Bug 1960696

Summary: Scaling a remote worker - loading the boot image takes a long time (more than 7 minutes) and it appears as the boot is stuck.
Product: OpenShift Container Platform Reporter: Alexander Chuzhoy <sasha>
Component: DocumentationAssignee: Tony Mulqueen <tmulquee>
Status: CLOSED CURRENTRELEASE QA Contact: Polina Rabinovich <prabinov>
Severity: high Docs Contact: Tomas 'Sheldon' Radej <tradej>
Priority: low    
Version: 4.8CC: aos-bugs, jokerman, ohochman, pablo.iranzo, prabinov, rpittau, sdasu, tmulquee, tradej
Target Milestone: ---Keywords: Triaged, UserExperience
Target Release: 4.8.0   
Hardware: Unspecified   
OS: Unspecified   
Whiteboard:
Fixed In Version: Doc Type: If docs needed, set a value
Doc Text:
Story Points: ---
Clone Of: Environment:
Last Closed: 2021-10-26 09:11:40 UTC Type: Bug
Regression: --- Mount Type: ---
Documentation: --- CRM:
Verified Versions: Category: ---
oVirt Team: --- RHEL 7.3 requirements from Atomic Host:
Cloudforms Team: --- Target Upstream Version:
Embargoed:
Bug Depends On:    
Bug Blocks: 1831748    
Attachments:
Description Flags
This is what the user gets for that long period of time during boot. none

Description Alexander Chuzhoy 2021-05-14 15:42:36 UTC
Version:
4.8.0-0.nightly-2021-05-13-002125

used hardware
Dell PowerEdge R640
Bios version 1.6.13
idrac version: 4.40.10.00
iDRAC 9


Scenario: scaling a worker in remote subnet.

Observation: loading the boot image takes a long time (7 minutes) and it appears as the boot is stuck. The image is attached.
Bad user experience.

Comment 1 Alexander Chuzhoy 2021-05-14 16:52:16 UTC
Created attachment 1783261 [details]
This is what the user gets for that long period of time during boot.

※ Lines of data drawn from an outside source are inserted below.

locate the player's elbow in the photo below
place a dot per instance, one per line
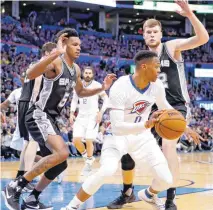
(30, 74)
(204, 38)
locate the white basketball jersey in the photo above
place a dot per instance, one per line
(135, 102)
(89, 105)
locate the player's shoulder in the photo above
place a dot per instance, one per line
(18, 90)
(120, 85)
(96, 83)
(122, 80)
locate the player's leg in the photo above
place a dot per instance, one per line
(151, 154)
(109, 162)
(170, 152)
(79, 131)
(90, 136)
(127, 195)
(32, 201)
(21, 169)
(46, 133)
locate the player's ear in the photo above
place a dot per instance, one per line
(144, 66)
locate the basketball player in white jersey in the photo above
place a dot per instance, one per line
(89, 116)
(131, 99)
(173, 77)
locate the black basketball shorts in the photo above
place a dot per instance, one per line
(23, 107)
(40, 124)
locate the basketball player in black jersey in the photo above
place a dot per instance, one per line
(28, 153)
(61, 75)
(173, 76)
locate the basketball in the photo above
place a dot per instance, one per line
(171, 125)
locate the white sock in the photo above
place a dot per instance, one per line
(75, 202)
(148, 190)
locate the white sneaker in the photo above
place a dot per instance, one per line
(87, 169)
(68, 208)
(156, 202)
(60, 177)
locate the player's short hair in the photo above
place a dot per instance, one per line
(90, 68)
(144, 54)
(71, 32)
(23, 74)
(152, 23)
(48, 47)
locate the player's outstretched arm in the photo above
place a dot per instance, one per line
(84, 92)
(4, 105)
(201, 35)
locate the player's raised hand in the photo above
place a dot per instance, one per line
(61, 47)
(99, 117)
(194, 135)
(185, 8)
(72, 119)
(153, 119)
(108, 80)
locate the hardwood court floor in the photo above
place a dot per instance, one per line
(195, 192)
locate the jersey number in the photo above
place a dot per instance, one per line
(163, 78)
(63, 100)
(138, 119)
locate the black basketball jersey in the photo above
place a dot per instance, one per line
(27, 90)
(173, 77)
(54, 93)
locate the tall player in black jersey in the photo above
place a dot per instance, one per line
(26, 99)
(173, 76)
(61, 76)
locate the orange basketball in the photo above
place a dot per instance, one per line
(171, 125)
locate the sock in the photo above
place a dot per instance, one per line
(22, 182)
(171, 192)
(126, 188)
(148, 193)
(20, 173)
(75, 203)
(35, 193)
(84, 154)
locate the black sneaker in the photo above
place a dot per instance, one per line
(11, 197)
(121, 200)
(34, 205)
(170, 205)
(28, 188)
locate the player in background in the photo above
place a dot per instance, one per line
(89, 116)
(173, 77)
(24, 97)
(131, 99)
(60, 76)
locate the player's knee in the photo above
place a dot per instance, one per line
(166, 180)
(52, 173)
(107, 171)
(64, 154)
(127, 163)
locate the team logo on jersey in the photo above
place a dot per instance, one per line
(139, 107)
(165, 63)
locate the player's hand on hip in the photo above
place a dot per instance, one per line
(99, 117)
(61, 46)
(194, 135)
(72, 119)
(185, 8)
(108, 80)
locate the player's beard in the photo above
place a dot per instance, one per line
(88, 79)
(153, 45)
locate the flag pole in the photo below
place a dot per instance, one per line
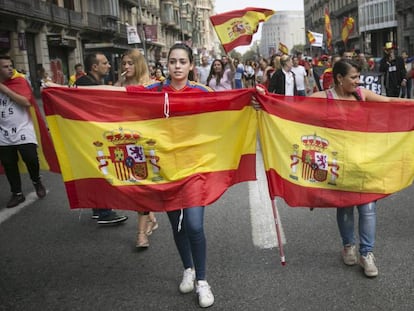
(279, 238)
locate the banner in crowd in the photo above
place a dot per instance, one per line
(372, 81)
(328, 30)
(236, 28)
(324, 153)
(46, 153)
(315, 38)
(151, 151)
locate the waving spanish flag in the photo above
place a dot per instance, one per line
(325, 153)
(151, 151)
(328, 29)
(347, 28)
(236, 28)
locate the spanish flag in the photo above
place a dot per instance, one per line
(283, 48)
(151, 151)
(46, 153)
(326, 153)
(236, 28)
(347, 28)
(328, 29)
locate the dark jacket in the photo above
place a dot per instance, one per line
(277, 83)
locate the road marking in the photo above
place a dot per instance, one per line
(6, 213)
(263, 224)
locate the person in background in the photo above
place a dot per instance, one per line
(219, 79)
(78, 73)
(203, 70)
(393, 69)
(408, 61)
(17, 135)
(97, 67)
(301, 77)
(346, 87)
(135, 72)
(283, 80)
(238, 75)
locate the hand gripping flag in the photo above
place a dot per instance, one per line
(236, 28)
(326, 153)
(119, 150)
(347, 28)
(46, 153)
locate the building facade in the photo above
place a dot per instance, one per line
(286, 27)
(56, 34)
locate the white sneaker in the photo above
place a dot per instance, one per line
(205, 296)
(349, 255)
(187, 283)
(368, 264)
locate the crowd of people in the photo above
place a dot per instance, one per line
(288, 75)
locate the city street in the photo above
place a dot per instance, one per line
(54, 258)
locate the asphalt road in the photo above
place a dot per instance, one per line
(54, 258)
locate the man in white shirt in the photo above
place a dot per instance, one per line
(302, 82)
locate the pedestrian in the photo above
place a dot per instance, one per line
(77, 74)
(393, 69)
(219, 78)
(283, 80)
(135, 72)
(346, 87)
(97, 67)
(17, 134)
(301, 77)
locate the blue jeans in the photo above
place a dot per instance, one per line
(367, 226)
(190, 240)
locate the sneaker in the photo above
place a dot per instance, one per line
(368, 264)
(112, 219)
(205, 296)
(349, 255)
(15, 199)
(187, 283)
(40, 189)
(151, 226)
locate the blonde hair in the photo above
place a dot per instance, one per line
(141, 68)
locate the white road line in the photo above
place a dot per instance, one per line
(6, 213)
(263, 224)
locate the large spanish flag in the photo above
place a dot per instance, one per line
(326, 153)
(236, 28)
(151, 151)
(46, 153)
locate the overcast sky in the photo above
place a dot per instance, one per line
(276, 5)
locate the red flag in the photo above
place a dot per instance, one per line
(236, 28)
(118, 150)
(328, 30)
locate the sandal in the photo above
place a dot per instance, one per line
(151, 226)
(142, 240)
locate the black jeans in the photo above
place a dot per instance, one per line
(9, 158)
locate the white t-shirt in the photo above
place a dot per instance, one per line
(16, 126)
(300, 74)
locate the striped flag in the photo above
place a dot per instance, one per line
(328, 30)
(118, 150)
(236, 28)
(323, 153)
(347, 28)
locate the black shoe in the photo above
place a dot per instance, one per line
(15, 200)
(40, 189)
(111, 219)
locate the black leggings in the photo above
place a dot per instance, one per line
(9, 159)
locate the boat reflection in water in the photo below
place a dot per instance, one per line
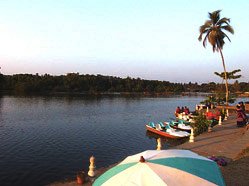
(166, 142)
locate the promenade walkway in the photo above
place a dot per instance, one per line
(225, 140)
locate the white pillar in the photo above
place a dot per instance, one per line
(159, 144)
(191, 138)
(91, 171)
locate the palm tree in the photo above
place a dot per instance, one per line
(214, 31)
(230, 75)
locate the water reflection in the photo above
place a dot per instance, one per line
(166, 142)
(52, 138)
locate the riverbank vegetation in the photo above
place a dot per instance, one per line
(94, 84)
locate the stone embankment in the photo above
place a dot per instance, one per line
(225, 141)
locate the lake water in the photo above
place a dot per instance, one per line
(49, 139)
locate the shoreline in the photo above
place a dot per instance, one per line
(226, 141)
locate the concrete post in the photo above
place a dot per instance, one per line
(209, 128)
(92, 167)
(191, 138)
(220, 123)
(227, 113)
(159, 144)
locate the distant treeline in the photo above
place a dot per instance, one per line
(92, 84)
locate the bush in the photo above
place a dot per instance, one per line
(201, 124)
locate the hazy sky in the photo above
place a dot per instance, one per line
(150, 39)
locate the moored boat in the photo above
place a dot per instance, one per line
(165, 130)
(180, 125)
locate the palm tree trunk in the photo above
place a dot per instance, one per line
(226, 83)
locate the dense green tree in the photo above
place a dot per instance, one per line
(214, 32)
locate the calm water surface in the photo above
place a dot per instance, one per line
(49, 139)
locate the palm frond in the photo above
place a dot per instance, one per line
(215, 16)
(224, 35)
(205, 40)
(228, 28)
(223, 20)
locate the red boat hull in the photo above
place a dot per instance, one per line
(161, 133)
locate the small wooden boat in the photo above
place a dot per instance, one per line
(165, 130)
(180, 125)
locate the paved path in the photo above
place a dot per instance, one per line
(225, 140)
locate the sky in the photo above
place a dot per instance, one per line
(154, 40)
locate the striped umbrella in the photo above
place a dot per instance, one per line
(163, 167)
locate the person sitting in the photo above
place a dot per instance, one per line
(186, 110)
(241, 117)
(178, 111)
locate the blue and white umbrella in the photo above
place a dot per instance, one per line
(164, 167)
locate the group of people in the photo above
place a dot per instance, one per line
(242, 118)
(184, 110)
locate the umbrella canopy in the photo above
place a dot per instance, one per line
(163, 167)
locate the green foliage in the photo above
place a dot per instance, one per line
(92, 84)
(218, 99)
(201, 124)
(214, 30)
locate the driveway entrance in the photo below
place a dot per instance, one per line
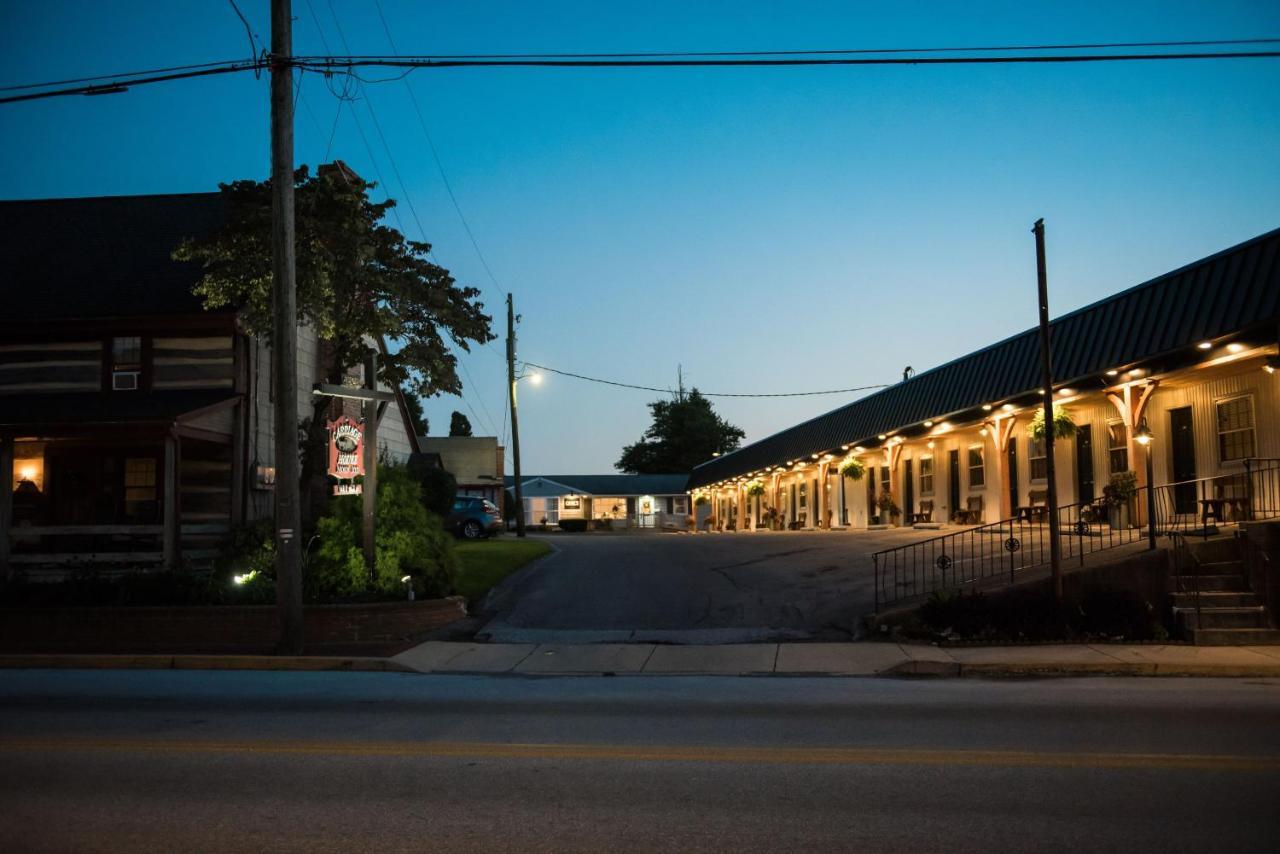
(693, 588)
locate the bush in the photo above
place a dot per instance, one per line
(408, 540)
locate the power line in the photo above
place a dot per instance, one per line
(667, 391)
(332, 64)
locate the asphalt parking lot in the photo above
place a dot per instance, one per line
(693, 588)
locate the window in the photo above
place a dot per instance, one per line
(926, 475)
(977, 467)
(1118, 447)
(140, 487)
(126, 362)
(1040, 461)
(1235, 439)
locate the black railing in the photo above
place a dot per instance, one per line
(1000, 551)
(1261, 575)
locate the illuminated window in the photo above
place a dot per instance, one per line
(977, 467)
(1235, 438)
(140, 487)
(926, 475)
(1118, 447)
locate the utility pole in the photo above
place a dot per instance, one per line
(515, 419)
(284, 345)
(1055, 547)
(369, 492)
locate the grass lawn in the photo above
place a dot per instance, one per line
(483, 563)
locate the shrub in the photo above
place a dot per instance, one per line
(408, 540)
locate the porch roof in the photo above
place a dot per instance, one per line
(1233, 292)
(54, 411)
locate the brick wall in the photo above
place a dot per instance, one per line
(374, 629)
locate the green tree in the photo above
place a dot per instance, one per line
(458, 424)
(359, 282)
(685, 432)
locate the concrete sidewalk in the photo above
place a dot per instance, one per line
(867, 658)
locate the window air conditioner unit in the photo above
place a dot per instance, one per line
(124, 380)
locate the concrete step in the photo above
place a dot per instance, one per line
(1244, 617)
(1216, 599)
(1221, 567)
(1233, 636)
(1226, 583)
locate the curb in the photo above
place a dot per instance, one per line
(202, 662)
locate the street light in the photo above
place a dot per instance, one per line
(1144, 437)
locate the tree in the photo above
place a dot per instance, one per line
(685, 432)
(458, 424)
(360, 283)
(414, 403)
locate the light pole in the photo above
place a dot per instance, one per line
(1144, 438)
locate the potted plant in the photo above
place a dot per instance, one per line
(853, 469)
(887, 507)
(1064, 428)
(1119, 494)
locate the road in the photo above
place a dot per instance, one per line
(703, 588)
(338, 762)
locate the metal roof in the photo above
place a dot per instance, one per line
(615, 485)
(1232, 292)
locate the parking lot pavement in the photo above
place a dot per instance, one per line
(693, 588)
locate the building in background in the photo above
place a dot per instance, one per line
(643, 501)
(136, 428)
(475, 462)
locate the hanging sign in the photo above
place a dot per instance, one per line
(346, 453)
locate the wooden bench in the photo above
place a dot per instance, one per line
(926, 514)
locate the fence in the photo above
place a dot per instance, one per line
(999, 552)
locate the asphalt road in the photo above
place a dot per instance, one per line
(702, 588)
(337, 762)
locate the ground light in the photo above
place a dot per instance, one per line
(1144, 437)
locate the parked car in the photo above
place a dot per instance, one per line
(474, 517)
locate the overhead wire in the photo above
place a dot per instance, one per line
(670, 391)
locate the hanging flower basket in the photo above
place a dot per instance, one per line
(1064, 428)
(853, 469)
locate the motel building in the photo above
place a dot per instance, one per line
(1183, 366)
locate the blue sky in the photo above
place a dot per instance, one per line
(769, 229)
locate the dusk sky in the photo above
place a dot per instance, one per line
(768, 229)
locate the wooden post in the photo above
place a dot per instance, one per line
(5, 501)
(1055, 548)
(170, 503)
(369, 494)
(284, 337)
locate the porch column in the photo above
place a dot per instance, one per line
(170, 503)
(5, 501)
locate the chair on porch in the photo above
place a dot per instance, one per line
(972, 514)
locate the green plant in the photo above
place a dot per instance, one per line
(853, 469)
(1120, 489)
(1064, 428)
(408, 542)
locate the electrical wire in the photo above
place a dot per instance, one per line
(668, 391)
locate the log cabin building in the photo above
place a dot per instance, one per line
(136, 428)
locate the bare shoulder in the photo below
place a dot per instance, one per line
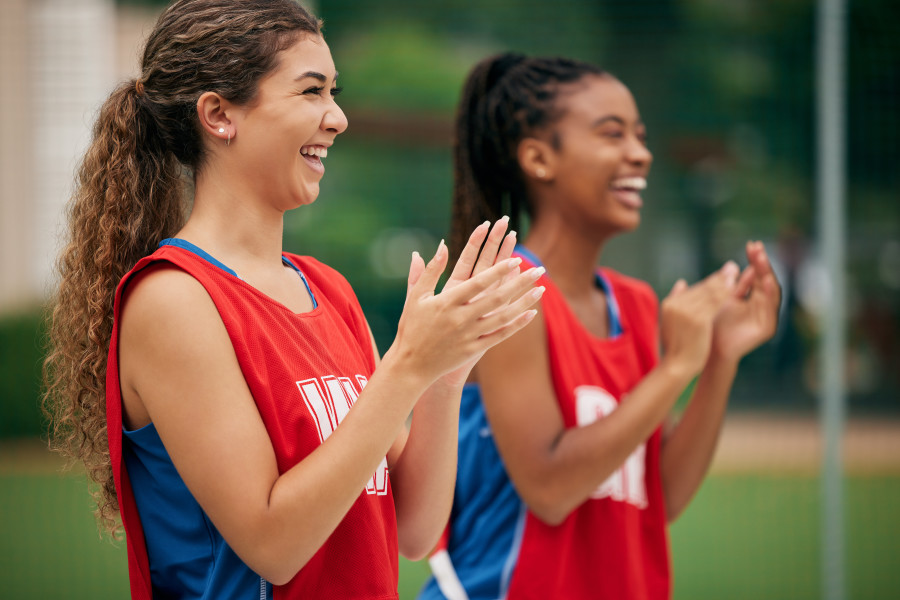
(162, 290)
(171, 337)
(518, 365)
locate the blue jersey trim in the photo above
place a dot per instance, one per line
(513, 558)
(612, 306)
(186, 245)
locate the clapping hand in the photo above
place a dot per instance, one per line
(750, 315)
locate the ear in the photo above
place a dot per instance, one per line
(213, 112)
(537, 160)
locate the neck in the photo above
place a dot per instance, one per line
(570, 257)
(233, 224)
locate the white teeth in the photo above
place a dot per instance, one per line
(631, 183)
(319, 151)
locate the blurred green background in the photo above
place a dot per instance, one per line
(726, 89)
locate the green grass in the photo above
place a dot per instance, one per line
(744, 536)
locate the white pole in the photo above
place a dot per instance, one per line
(830, 53)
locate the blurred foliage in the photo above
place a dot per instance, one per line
(727, 90)
(21, 354)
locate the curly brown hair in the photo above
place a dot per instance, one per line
(131, 192)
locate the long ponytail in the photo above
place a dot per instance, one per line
(505, 98)
(128, 197)
(131, 193)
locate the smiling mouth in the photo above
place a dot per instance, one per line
(628, 190)
(314, 155)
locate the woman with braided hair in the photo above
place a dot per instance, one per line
(224, 394)
(567, 478)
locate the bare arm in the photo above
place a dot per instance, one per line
(179, 369)
(423, 465)
(554, 468)
(747, 320)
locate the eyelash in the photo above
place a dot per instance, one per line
(318, 90)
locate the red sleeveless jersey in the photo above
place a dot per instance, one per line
(615, 544)
(305, 372)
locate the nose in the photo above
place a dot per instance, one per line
(334, 120)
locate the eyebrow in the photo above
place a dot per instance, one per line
(603, 120)
(615, 119)
(315, 75)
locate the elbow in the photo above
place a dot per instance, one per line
(269, 559)
(414, 545)
(415, 552)
(276, 572)
(548, 507)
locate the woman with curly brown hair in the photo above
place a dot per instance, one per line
(201, 374)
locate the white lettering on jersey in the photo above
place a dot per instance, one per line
(329, 399)
(626, 484)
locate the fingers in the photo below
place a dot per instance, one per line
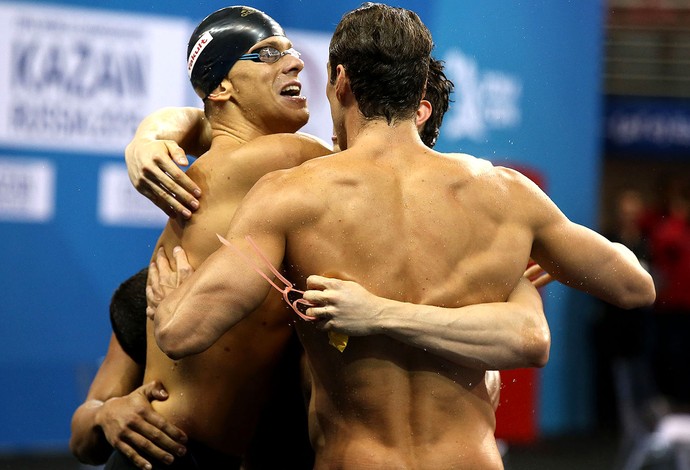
(178, 155)
(163, 265)
(131, 454)
(153, 288)
(184, 269)
(320, 282)
(542, 280)
(154, 391)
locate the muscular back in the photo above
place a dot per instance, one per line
(216, 396)
(415, 226)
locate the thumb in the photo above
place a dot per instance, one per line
(155, 391)
(178, 155)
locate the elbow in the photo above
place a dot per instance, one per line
(177, 345)
(537, 346)
(643, 294)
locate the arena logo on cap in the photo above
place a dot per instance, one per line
(200, 45)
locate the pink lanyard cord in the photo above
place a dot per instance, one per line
(286, 291)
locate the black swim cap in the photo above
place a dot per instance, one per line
(220, 39)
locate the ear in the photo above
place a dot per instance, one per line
(423, 113)
(342, 84)
(222, 91)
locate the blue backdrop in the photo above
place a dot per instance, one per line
(527, 93)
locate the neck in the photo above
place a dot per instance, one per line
(362, 131)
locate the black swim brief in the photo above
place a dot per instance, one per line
(198, 457)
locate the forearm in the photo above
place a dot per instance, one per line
(87, 442)
(583, 259)
(187, 127)
(489, 336)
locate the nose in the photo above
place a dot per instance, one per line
(292, 61)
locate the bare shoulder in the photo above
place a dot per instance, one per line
(296, 148)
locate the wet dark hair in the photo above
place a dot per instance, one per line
(385, 52)
(438, 90)
(128, 316)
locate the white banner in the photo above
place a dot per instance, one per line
(78, 79)
(27, 190)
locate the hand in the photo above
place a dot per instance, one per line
(131, 425)
(342, 306)
(162, 279)
(152, 171)
(537, 276)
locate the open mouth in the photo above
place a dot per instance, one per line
(291, 90)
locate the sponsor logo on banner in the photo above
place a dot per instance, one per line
(84, 79)
(485, 100)
(27, 190)
(120, 204)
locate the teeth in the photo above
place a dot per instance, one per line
(291, 89)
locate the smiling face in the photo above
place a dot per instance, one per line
(269, 95)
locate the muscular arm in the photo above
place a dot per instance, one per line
(219, 294)
(117, 413)
(498, 335)
(157, 145)
(581, 258)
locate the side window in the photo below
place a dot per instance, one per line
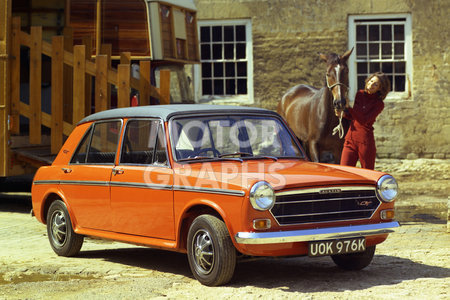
(81, 153)
(102, 149)
(140, 142)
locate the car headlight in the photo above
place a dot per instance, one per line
(387, 188)
(262, 196)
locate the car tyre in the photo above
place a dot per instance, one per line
(211, 254)
(64, 241)
(354, 261)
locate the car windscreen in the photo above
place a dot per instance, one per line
(232, 136)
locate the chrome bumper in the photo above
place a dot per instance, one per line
(318, 234)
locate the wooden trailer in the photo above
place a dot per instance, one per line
(61, 60)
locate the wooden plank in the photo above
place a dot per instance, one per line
(68, 75)
(106, 49)
(101, 83)
(144, 82)
(35, 84)
(164, 79)
(57, 93)
(79, 84)
(5, 38)
(87, 42)
(46, 119)
(123, 89)
(15, 76)
(125, 58)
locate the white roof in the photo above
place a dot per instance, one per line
(189, 4)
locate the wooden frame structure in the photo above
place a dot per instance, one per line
(84, 68)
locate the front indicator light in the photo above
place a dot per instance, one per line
(261, 224)
(387, 214)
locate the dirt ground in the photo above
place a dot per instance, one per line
(413, 263)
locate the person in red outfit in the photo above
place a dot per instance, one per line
(359, 140)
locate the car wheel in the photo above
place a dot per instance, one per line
(354, 261)
(211, 254)
(64, 241)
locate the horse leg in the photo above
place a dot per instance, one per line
(313, 151)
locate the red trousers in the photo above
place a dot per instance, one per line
(353, 151)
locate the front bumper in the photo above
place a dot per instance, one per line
(306, 235)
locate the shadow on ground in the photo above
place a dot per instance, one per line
(301, 274)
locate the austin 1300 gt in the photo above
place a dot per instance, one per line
(219, 183)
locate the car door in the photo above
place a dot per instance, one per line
(85, 181)
(141, 184)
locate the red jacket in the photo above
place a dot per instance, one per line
(363, 114)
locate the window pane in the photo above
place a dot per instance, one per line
(386, 32)
(218, 69)
(207, 87)
(205, 34)
(240, 33)
(218, 87)
(361, 33)
(362, 68)
(228, 32)
(361, 80)
(399, 83)
(374, 32)
(399, 50)
(206, 51)
(386, 51)
(229, 51)
(217, 51)
(240, 51)
(374, 51)
(241, 69)
(139, 142)
(361, 50)
(206, 70)
(242, 86)
(374, 67)
(230, 69)
(217, 33)
(386, 68)
(80, 155)
(399, 32)
(104, 143)
(231, 86)
(400, 67)
(160, 154)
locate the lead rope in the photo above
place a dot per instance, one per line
(339, 128)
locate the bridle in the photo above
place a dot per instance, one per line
(335, 84)
(339, 128)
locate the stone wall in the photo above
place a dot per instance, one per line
(288, 34)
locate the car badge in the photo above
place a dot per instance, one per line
(330, 191)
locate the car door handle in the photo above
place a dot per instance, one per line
(66, 170)
(117, 171)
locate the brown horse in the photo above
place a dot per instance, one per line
(310, 111)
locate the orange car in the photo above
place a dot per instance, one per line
(220, 183)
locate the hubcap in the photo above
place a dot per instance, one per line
(58, 228)
(203, 251)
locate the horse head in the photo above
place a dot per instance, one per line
(337, 77)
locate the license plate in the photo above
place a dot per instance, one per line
(332, 247)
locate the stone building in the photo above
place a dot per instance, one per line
(254, 50)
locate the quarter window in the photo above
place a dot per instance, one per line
(382, 44)
(99, 147)
(226, 60)
(144, 143)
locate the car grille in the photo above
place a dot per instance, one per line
(324, 205)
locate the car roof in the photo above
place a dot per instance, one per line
(165, 112)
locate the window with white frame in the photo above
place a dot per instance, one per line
(382, 44)
(226, 61)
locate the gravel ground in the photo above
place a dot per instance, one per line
(413, 263)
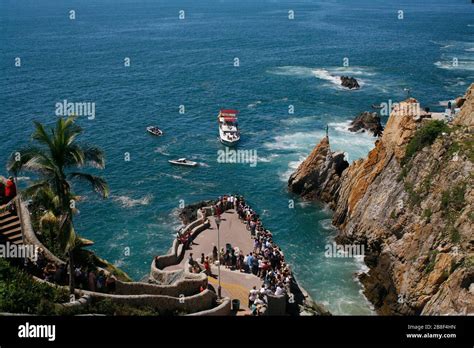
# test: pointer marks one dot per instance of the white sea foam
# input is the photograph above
(162, 150)
(323, 74)
(254, 104)
(298, 71)
(331, 75)
(299, 120)
(300, 144)
(327, 224)
(462, 65)
(129, 202)
(268, 158)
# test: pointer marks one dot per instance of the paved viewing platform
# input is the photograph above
(235, 284)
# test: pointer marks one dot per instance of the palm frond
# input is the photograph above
(98, 184)
(94, 156)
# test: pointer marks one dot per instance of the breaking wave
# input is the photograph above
(129, 202)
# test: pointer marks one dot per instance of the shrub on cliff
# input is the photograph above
(424, 136)
(19, 293)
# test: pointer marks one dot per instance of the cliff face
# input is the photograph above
(416, 220)
(318, 175)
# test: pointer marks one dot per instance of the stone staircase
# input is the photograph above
(10, 226)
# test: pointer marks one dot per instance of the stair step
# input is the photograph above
(11, 225)
(12, 231)
(16, 240)
(6, 215)
(7, 219)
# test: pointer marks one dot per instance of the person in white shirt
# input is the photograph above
(279, 291)
(252, 296)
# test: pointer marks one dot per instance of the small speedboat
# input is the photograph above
(183, 162)
(154, 130)
(229, 133)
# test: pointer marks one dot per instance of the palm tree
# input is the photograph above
(55, 159)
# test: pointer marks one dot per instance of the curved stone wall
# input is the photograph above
(164, 304)
(221, 310)
(29, 236)
(187, 286)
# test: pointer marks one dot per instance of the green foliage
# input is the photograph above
(452, 203)
(414, 197)
(424, 136)
(393, 214)
(107, 307)
(455, 235)
(453, 199)
(431, 261)
(427, 215)
(19, 293)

Comment 2 Alexander Chuzhoy 2021-05-14 20:33:13 UTC
same is expected with SNO

Comment 3 Omri Hochman 2021-05-14 20:36:56 UTC
when we say "remote" it's when we have some latency, let's check the latency to the "remote setup" ?  
also, I would like to know how does that impact SNO deployment.  


( I think most customer real-life scenario could be considered remote )

Comment 5 Tomas Sedovic 2021-05-17 08:20:47 UTC
Does the boot succeed eventually (despite taking a long time), or is it completely stuck?

Comment 6 Dmitry Tantsur 2021-05-17 10:28:56 UTC
I assume you're using virtual media? Do you have other hardware vendors/models to try?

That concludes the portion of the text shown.